Understanding mkdir -p

The -p flag in the mkdir command stands for "parent". It's a powerful option that allows you to create a whole tree of directories with a single command, even if the parent directories don't exist yet.

mkdir new_dir: This will only succeed if the current directory exists.
mkdir -p project/data/raw: This command will create the raw directory, and if project or project/data do not already exist, it will create them as well. Without the -p flag, the command would fail unless the project/data directory already existed.

This is extremely useful in scripting and data preparation workflows where you need to ensure a specific directory structure is in place before moving or creating files. The hdfs dfs -mkdir -p command works in exactly the same way for the HDFS file system.

Understanding ps aux vs. ps -ef

Both ps aux and ps -ef are used to view all running processes on a system, but they originate from different Unix traditions and display information in different formats.

ps aux (BSD Style):
- a: Show processes for all users.
- u: Display in a user-oriented format (shows the user who owns the process).
- x: Show processes not attached to any terminal (like daemons).
- Output includes: USER, %CPU, %MEM, VSZ, RSS, which are useful for seeing resource consumption at a glance.
ps -ef (System V Style):
- -e: Show every process.
- -f: Show in full format, which includes the parent process ID (PPID).
- Output includes: UID, PID, PPID, STIME, which are useful for tracing the process hierarchy (parent-child relationships) and seeing when a process started.

In practice, you can often use either, but you might choose one over the other depending on the information you need. For finding a specific process to kill, both work equally well with grep.

Understanding chmod and File Permissions

The chmod command is used to change the access permissions of files and directories. The permissions are represented by a three-digit octal number, where each digit corresponds to a specific set of users:

First Digit: Represents the Owner (the user who created the file).
Second Digit: Represents the Group (the group the file belongs to).
Third Digit: Represents Others (all other users on the system).

Each digit is a sum of numbers representing three basic permissions:

Read (r) = 4: Permission to view the contents of a file or list the contents of a directory.
Write (w) = 2: Permission to modify or delete a file, or to create/delete files within a directory.
Execute (x) = 1: Permission to run a file (if it's a script or program) or to enter a directory (cd).
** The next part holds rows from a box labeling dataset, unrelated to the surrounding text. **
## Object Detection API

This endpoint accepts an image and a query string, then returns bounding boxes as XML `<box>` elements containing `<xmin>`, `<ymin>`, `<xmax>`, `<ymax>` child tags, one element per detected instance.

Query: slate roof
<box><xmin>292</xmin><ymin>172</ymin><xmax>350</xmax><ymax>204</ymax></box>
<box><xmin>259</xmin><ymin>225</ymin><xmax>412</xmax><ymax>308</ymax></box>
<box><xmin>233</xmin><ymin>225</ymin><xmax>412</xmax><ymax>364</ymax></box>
To set the permissions for a user type (Owner, Group, or Others), you add the numbers for the permissions you want to grant.

Permission	Number	Description
`---`	0	No permissions.
`--x`	1	Execute only.
`-w-`	2	Write only.
`-wx`	3	Write and execute (2 + 1).
`r--`	4	Read only.
`r-x`	5	Read and execute (4 + 1).
`rw-`	6	Read and write (4 + 2).
`rwx`	7	Read, write, and execute (4 + 2 + 1).
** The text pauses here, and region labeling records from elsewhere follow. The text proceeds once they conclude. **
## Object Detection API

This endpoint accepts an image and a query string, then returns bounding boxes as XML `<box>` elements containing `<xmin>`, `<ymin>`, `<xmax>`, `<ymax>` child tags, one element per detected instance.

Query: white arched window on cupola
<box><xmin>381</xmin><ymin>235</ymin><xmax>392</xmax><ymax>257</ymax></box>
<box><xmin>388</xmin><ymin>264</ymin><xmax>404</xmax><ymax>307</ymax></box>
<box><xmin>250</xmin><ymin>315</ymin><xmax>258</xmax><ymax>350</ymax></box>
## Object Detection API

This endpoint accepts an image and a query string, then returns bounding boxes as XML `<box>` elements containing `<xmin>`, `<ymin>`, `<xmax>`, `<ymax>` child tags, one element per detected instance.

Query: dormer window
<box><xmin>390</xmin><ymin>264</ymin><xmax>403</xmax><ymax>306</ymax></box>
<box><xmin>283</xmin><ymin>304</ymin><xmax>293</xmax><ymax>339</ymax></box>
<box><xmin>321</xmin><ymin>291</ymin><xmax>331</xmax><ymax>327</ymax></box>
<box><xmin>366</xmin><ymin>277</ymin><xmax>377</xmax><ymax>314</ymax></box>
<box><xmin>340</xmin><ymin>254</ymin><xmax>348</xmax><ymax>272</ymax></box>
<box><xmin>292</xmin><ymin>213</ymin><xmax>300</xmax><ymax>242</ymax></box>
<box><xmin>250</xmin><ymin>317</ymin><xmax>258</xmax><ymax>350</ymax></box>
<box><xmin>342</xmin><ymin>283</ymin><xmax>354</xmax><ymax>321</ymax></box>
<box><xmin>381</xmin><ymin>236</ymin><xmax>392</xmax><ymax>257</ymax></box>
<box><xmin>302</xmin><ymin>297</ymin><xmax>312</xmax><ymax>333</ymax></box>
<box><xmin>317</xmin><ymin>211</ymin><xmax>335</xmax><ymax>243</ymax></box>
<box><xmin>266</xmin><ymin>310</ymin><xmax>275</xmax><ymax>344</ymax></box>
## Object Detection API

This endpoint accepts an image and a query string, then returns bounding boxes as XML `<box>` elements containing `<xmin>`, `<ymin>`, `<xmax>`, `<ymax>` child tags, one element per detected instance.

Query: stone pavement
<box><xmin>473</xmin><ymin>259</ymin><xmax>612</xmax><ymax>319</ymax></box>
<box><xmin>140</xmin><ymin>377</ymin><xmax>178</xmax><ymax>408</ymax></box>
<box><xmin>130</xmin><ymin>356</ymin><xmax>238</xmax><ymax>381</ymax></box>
Example: chmod 755 script.sh

Let's break down the meaning of 755:

7 (Owner): 4 + 2 + 1 -> rwx. The owner can read, write, and execute the file.
5 (Group): 4 + 0 + 1 -> r-x. Members of the group can read and execute the file, but cannot modify it.
5 (Others): 4 + 0 + 1 -> r-x. All other users can also read and execute the file, but cannot modify it.

This is a very common permission setting for executable scripts and programs.